In addition to small talk, which will be covered in a separate post, telephone conversations are a source of stress for many English language learners. Having a phone conversation is no different than having an in-person conversation, with the exception of starting and ending. Here, I will give you some things you can say to start and end your phone conversations.
Let’s start with asking for someone. You can use these when asking for a colleague who works for another company or if contacting someone you do not know.
Good morning (afternoon/evening), may I please speak to Mr. Johnson?
Hello. Is Jim Brown available?
Many executives have layers of people you have to bypass before you get to the person you called. Each time, you may be asked to repeat your name and company name. Be sure to give your full name:
My name is Mohammed Khan with Razor Technologies.
My name is Keisha Knight. I’m the marketing director for Windsor Windows in Chicago, Illinois.
The language is relaxed if the person is someone you’ve been doing business with for some time or when contacting a friend.
Hi. Is Paul there? This is Ted from Apple.
What happens if the person is not there or unavailable? In most cases, the person taking the call will ask if you’d like to leave a message or a voicemail. If they don’t ask, then voice your preference.
May I leave her a message?
Do you expect him to return to the office today?
What time will he return today?
When will she be back in the office?
What time do you expect her to return from lunch?
What time is his meeting scheduled to end?
I will try her again later (this afternoon/tomorrow/next week, etc.).

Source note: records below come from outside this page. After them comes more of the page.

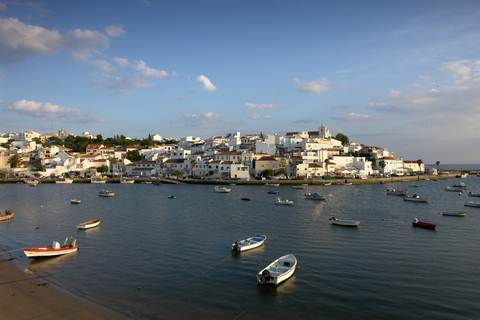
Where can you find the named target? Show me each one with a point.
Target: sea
(158, 258)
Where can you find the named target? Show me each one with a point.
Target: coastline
(28, 296)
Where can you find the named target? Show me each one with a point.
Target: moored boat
(69, 246)
(454, 214)
(278, 271)
(89, 224)
(396, 192)
(249, 243)
(106, 193)
(344, 222)
(415, 198)
(283, 202)
(422, 224)
(472, 204)
(314, 196)
(7, 215)
(219, 189)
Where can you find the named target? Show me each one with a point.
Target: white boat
(314, 196)
(69, 246)
(89, 224)
(278, 271)
(222, 189)
(454, 214)
(249, 243)
(106, 193)
(283, 202)
(344, 223)
(415, 198)
(472, 204)
(64, 181)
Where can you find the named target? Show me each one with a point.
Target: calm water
(154, 257)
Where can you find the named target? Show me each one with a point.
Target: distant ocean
(449, 166)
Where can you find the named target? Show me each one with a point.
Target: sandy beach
(24, 295)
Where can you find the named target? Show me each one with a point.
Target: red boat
(425, 225)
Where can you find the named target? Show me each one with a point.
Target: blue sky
(401, 74)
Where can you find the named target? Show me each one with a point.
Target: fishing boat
(222, 189)
(454, 189)
(344, 223)
(314, 196)
(69, 246)
(106, 193)
(7, 215)
(283, 202)
(278, 271)
(396, 192)
(88, 224)
(454, 214)
(64, 181)
(422, 224)
(415, 198)
(249, 243)
(472, 204)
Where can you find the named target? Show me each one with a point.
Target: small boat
(69, 246)
(454, 214)
(422, 224)
(283, 202)
(472, 204)
(415, 198)
(314, 196)
(249, 243)
(88, 224)
(278, 271)
(64, 181)
(222, 189)
(106, 193)
(7, 215)
(396, 192)
(454, 189)
(344, 223)
(460, 185)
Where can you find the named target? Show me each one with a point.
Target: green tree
(134, 155)
(14, 161)
(343, 138)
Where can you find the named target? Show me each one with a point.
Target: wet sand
(24, 295)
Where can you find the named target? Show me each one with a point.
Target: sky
(400, 74)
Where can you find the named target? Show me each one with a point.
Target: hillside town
(294, 155)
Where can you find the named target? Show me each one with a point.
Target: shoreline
(26, 295)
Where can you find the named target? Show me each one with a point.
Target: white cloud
(121, 62)
(50, 111)
(147, 72)
(114, 31)
(258, 106)
(206, 83)
(315, 86)
(19, 40)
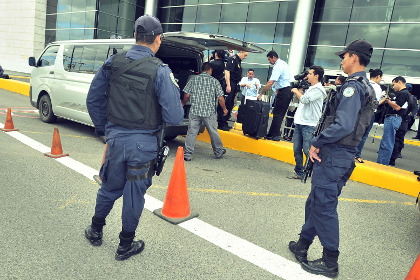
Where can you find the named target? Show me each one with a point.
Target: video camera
(225, 55)
(300, 81)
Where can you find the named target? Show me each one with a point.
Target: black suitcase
(255, 122)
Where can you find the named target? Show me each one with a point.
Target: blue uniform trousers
(133, 150)
(329, 177)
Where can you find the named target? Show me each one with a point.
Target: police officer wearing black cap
(332, 152)
(233, 75)
(129, 98)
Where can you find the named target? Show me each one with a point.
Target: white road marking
(244, 249)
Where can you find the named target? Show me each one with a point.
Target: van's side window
(67, 55)
(48, 57)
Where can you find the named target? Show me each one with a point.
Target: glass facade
(91, 19)
(267, 24)
(392, 26)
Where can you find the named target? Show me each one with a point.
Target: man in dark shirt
(218, 66)
(233, 75)
(393, 117)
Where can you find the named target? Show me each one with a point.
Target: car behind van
(62, 75)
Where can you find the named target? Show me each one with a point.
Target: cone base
(7, 130)
(55, 156)
(97, 179)
(158, 212)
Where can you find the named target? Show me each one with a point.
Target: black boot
(327, 265)
(128, 248)
(300, 248)
(93, 232)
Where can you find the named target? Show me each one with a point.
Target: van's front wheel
(45, 110)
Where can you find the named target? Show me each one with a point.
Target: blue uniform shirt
(350, 99)
(165, 88)
(281, 74)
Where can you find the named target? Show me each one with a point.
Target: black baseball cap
(358, 46)
(148, 25)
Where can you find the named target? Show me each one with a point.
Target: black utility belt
(392, 115)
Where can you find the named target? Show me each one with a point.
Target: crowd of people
(133, 146)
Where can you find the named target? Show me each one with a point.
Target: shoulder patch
(348, 92)
(173, 79)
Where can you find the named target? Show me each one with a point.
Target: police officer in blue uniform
(332, 152)
(129, 98)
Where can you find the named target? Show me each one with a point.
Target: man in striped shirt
(204, 91)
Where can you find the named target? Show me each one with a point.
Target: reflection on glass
(328, 34)
(401, 63)
(410, 33)
(207, 28)
(90, 20)
(234, 13)
(259, 32)
(63, 34)
(323, 56)
(375, 13)
(78, 20)
(76, 34)
(406, 10)
(332, 10)
(63, 20)
(262, 12)
(208, 13)
(287, 11)
(374, 33)
(283, 33)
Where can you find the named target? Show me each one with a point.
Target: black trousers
(281, 104)
(230, 103)
(399, 140)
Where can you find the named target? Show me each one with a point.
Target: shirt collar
(140, 48)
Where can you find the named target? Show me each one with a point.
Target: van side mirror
(32, 61)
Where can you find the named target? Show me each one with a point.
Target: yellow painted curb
(370, 173)
(15, 86)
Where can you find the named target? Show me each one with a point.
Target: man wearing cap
(396, 111)
(129, 98)
(332, 151)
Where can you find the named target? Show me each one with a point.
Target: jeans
(194, 126)
(391, 125)
(362, 143)
(281, 104)
(302, 141)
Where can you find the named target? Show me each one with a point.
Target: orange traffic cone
(56, 150)
(98, 179)
(8, 126)
(414, 273)
(176, 208)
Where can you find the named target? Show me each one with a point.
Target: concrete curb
(370, 173)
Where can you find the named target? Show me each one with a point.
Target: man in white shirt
(306, 117)
(250, 86)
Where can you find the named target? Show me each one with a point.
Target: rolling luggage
(255, 122)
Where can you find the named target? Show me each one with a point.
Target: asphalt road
(45, 207)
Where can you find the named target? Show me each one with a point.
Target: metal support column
(150, 7)
(300, 35)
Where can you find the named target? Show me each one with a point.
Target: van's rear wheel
(45, 110)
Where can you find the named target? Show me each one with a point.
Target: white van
(62, 75)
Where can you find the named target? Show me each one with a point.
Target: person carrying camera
(395, 112)
(307, 116)
(332, 152)
(129, 98)
(280, 79)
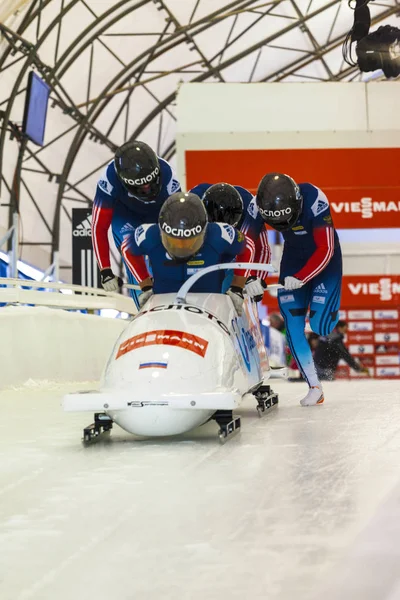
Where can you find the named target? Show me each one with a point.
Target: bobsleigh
(183, 360)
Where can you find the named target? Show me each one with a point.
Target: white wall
(213, 116)
(54, 345)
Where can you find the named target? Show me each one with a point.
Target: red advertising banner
(379, 294)
(360, 194)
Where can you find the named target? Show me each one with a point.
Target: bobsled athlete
(233, 204)
(179, 245)
(311, 265)
(130, 192)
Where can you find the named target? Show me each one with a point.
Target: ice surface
(303, 504)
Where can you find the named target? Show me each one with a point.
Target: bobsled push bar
(183, 291)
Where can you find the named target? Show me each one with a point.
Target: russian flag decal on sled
(153, 365)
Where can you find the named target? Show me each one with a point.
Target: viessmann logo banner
(371, 291)
(366, 213)
(362, 196)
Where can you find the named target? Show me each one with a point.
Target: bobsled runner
(183, 360)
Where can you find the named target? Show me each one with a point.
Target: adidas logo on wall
(84, 229)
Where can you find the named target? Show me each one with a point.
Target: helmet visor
(146, 192)
(182, 248)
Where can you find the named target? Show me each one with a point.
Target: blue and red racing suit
(221, 244)
(312, 254)
(257, 246)
(114, 206)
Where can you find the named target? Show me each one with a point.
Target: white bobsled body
(176, 364)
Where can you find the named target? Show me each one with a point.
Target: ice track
(303, 504)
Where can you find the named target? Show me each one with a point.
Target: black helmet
(183, 223)
(223, 203)
(138, 169)
(279, 201)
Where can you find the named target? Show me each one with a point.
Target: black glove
(235, 293)
(147, 293)
(109, 281)
(255, 288)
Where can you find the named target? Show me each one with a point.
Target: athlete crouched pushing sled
(182, 243)
(311, 266)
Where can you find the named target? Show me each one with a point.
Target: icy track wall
(44, 344)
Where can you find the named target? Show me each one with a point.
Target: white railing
(63, 295)
(13, 253)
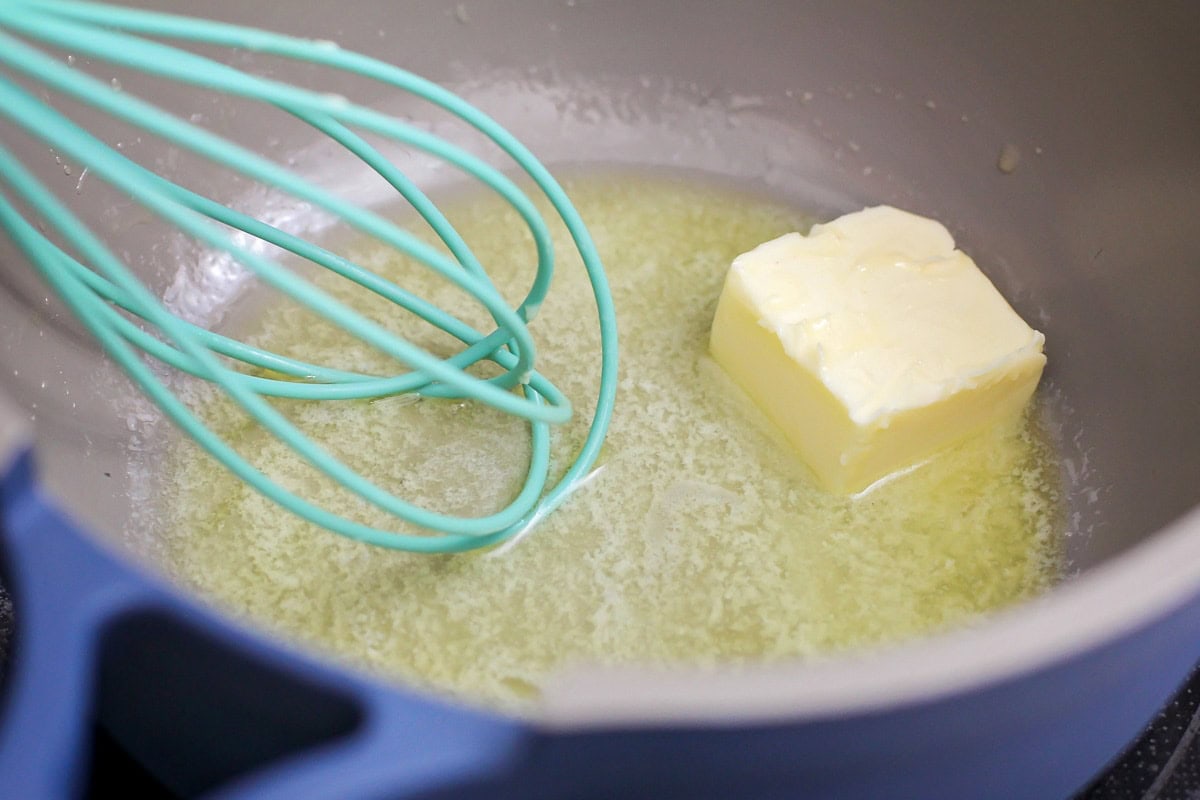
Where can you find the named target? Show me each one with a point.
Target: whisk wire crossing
(109, 299)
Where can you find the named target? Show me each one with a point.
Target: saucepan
(1059, 142)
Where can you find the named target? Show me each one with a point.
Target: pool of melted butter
(701, 539)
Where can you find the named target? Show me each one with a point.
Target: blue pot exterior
(213, 709)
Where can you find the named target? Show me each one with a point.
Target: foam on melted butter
(701, 539)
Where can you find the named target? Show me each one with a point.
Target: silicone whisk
(136, 329)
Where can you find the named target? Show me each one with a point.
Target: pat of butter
(873, 343)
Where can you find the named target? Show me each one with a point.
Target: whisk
(131, 324)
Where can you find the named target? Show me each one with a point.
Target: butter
(873, 343)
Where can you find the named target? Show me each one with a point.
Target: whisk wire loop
(94, 283)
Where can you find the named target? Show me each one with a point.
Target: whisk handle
(204, 705)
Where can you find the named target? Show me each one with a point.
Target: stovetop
(1162, 764)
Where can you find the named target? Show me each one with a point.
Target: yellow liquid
(702, 540)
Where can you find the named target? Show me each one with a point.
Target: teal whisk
(132, 324)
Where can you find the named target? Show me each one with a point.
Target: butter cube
(873, 343)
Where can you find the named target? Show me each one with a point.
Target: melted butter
(702, 539)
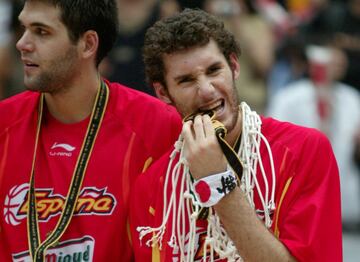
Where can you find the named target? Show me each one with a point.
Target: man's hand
(202, 149)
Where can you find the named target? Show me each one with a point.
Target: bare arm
(252, 239)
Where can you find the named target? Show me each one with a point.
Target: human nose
(25, 43)
(205, 88)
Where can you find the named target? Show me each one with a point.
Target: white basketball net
(188, 207)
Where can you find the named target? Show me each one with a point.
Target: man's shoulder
(291, 135)
(17, 107)
(126, 99)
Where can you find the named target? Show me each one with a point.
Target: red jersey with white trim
(136, 130)
(307, 218)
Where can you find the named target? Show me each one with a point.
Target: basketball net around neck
(183, 208)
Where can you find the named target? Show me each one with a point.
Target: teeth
(212, 107)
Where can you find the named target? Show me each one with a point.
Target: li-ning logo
(91, 201)
(61, 149)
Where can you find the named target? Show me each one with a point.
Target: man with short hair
(72, 145)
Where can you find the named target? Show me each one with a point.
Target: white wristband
(210, 190)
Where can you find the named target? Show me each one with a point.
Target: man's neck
(75, 103)
(233, 136)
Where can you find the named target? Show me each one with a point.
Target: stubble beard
(56, 76)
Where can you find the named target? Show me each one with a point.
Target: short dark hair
(80, 16)
(190, 28)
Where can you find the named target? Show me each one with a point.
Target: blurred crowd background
(300, 62)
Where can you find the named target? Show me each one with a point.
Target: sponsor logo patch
(61, 149)
(81, 249)
(91, 201)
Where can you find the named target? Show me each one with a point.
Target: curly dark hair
(188, 29)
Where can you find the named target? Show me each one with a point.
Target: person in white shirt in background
(322, 102)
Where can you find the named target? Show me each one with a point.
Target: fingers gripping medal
(219, 127)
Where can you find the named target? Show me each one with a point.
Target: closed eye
(185, 79)
(213, 70)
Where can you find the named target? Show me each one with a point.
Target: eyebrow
(181, 77)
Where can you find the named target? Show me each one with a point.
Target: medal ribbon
(38, 249)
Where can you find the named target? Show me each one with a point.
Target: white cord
(187, 210)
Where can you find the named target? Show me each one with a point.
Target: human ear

There’s no message. Thank you.
Let’s talk about answering the phone. Some companies have requirements of how this should be done. If not, then you will need to develop your own style. When the phone rang in my office, I would say, “This is Yvette. How can I help you?” or “Good morning. This is Yvette.” For those of you who answer your company’s main phone, you can say, “Thank you for calling World Express. This is Pam. How may I direct your call?” or “Good morning, Pizza Pals Company. How may I help you?” If you want to know the name of the caller:
May I have your name and company, please?
Who’s calling please?
What is your name, please?
When transferring a call, tell the caller, “Just one moment, please.” If the person is not there or is not available:
Mr. Tjonok is not available.
Mr. Hodge is away from his desk.
Ms. Fox will be out of the office for the next week.
Would you like to leave a message (voicemail)?
Would you like to call back later?
I will let him know you called.
Once your conversation has finished, you can end the call with the following:
Thank you for your time. Have a nice day.
That’s all I needed. Thank you. Goodbye.
Thanks for your help. Talk to you later.